De gezondheidstoestand waarin de mensheid had kunnen verkeren
1. Waarom is er behoefte aan een wereldarts, en welke regel, die door Christus werd aangehaald, is van toepassing op de medische stand en gezondheidsdiensten?
MET de gezondheidstoestand van de mensheid is het droevig gesteld! Er bestaat als nooit tevoren behoefte aan een wereldarts, want nieuwe kwalen die worden ontdekt, eisen steeds meer slachtoffers. De medische stand en de gezondheidsdiensten zijn in hun totaliteit in gebreke gebleven een wereldarts te zijn die alle ziekten op aarde kan genezen. Wij zouden niets anders kunnen verwachten, want de regel is van toepassing: „Geneesheer, genees uzelf.” Wie haalde deze woorden aan? Een man die allerlei kwalen genas en zelfs iemand tot leven opwekte die al vier dagen dood was geweest. De man die zulke medische wonderen kon verrichten, was Jezus Christus (Luk. 4:23; Mark. 6:4-6). Zijn dood in 33 G.T. was geen natuurlijke dood. Moordenaars maakten een eind aan zijn leven (Hand. 7:52). Hoe zou de gezondheidstoestand van de mensheid thans zijn geweest als zij hem destijds hadden aanvaard?
2, 3. (a) Welke vraag stellen wij met betrekking tot Jehovah als Geneesheer? (b) Wat bracht Jehovah over het oude Egypte ten einde zijn volk te bevrijden, en waarvoor waarschuwde hij de Israëlieten als zij niet naar zijn stem luisterden?
2 Wanneer wij de kwestie nog verder in de tijd terugvoeren, kunnen wij de vraag stellen: Wat zou het geval geweest zijn als mensen gebruik hadden gemaakt van de diensten van Degene die in de dagen van de profeet Mozes tot zijn uitverkoren volk zei: „Ik ben Jehovah, die u genees”? — Ex. 15:26.
3 Ten einde zijn uitverkoren volk uit slavernij in het oude Egypte te bevrijden, bracht Jehovah miraculeuze plagen over dat land. Naderhand hief hij de eerste negen plagen op. Hij bracht zijn bevrijde volk in een nationaal verbond dat hun fysieke, mentale en geestelijke welzijn zou bewerkstelligen. Hij gebruikte Mozes om die Israëlieten te waarschuwen voor wat er zou gebeuren als zij de wet van dat verbond zouden blijven overtreden, zeggende: „Ook eventuele ziekten en plagen die niet in het boek van deze wet beschreven zijn, ook die zal Jehovah over u brengen, totdat gij verdelgd zijt. En gij zult inderdaad met een zeer klein aantal overblijven, ofschoon gij zo talrijk zijt geworden als de sterren aan de hemel, omdat gij niet hebt geluisterd naar de stem van Jehovah, uw God.” — Deut. 28:61, 62.

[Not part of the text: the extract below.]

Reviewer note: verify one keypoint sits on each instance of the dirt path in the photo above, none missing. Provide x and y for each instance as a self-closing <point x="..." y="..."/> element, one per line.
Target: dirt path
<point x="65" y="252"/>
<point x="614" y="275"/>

4, 5. (a) Welke vraag zouden wij met betrekking tot Israëls hedendaagse tegenhanger kunnen stellen, aangezien het de nog in leven zijnde joden thans zo slecht vergaat? (b) Wat zou volgens Jesaja 58:9-12 het geval zijn geweest als zij hun leven hadden gebeterd?
4 Thans lijden niet alleen de miljoenen nog in leven zijnde joden aan lichamelijke ziekten, om nog maar niet te spreken over mentale, religieuze, maatschappelijke en economische kwalen, maar is de gehele mensheid ziek. In dit opzicht vergaat het zelfs de christenheid niets beter dan de natuurlijke joden. De christenheid draagt in werkelijkheid een grotere verantwoordelijkheid voor het aangezicht van God. Indien het de oude natie Israël zo slecht is vergaan omdat ze zich niet beterde, zoals Jehovah haar bij monde van Jesaja had opgedragen, wat kunnen wij dan verwachten van het lot van de christenheid, en wel heel binnenkort? Wat er had kunnen gebeuren, beschrijft de profeet Jesaja als volgt:
5 „In dat geval zoudt gij roepen en Jehovah zelf zou antwoorden; gij zoudt om hulp schreeuwen en hij zou zeggen: ’Hier ben ik!’ Indien gij uit uw midden zult wegdoen het jukhout, het uitsteken van de vinger [met verachting of bij wijze van veroordeling] en het spreken van wat schadelijk is; en gij aan de hongerige uw eigen zielsbegeerte zult schenken, en gij de nedergebogen ziel zult verzadigen, dan zal uw licht stellig zelfs in de duisternis gaan stralen, en uw donkerheid zal zijn als de middag. En Jehovah zal u voortdurend moeten leiden en uw ziel moeten verzadigen zelfs in een verzengd land, en hij zal zelfs aan uw beenderen kracht geven; en gij moet worden als een welbesproeide tuin, en als de waterbron, waarvan de wateren niet liegen. En op uw aandrang zal men stellig de plaatsen die lange tijd verwoest waren, opbouwen; gij zult zelfs de grondvesten van opeenvolgende geslachten oprichten. En gij zult werkelijk de bressendichter worden genoemd, de hersteller van paden om aan te wonen.” — Jes. 58:9-12.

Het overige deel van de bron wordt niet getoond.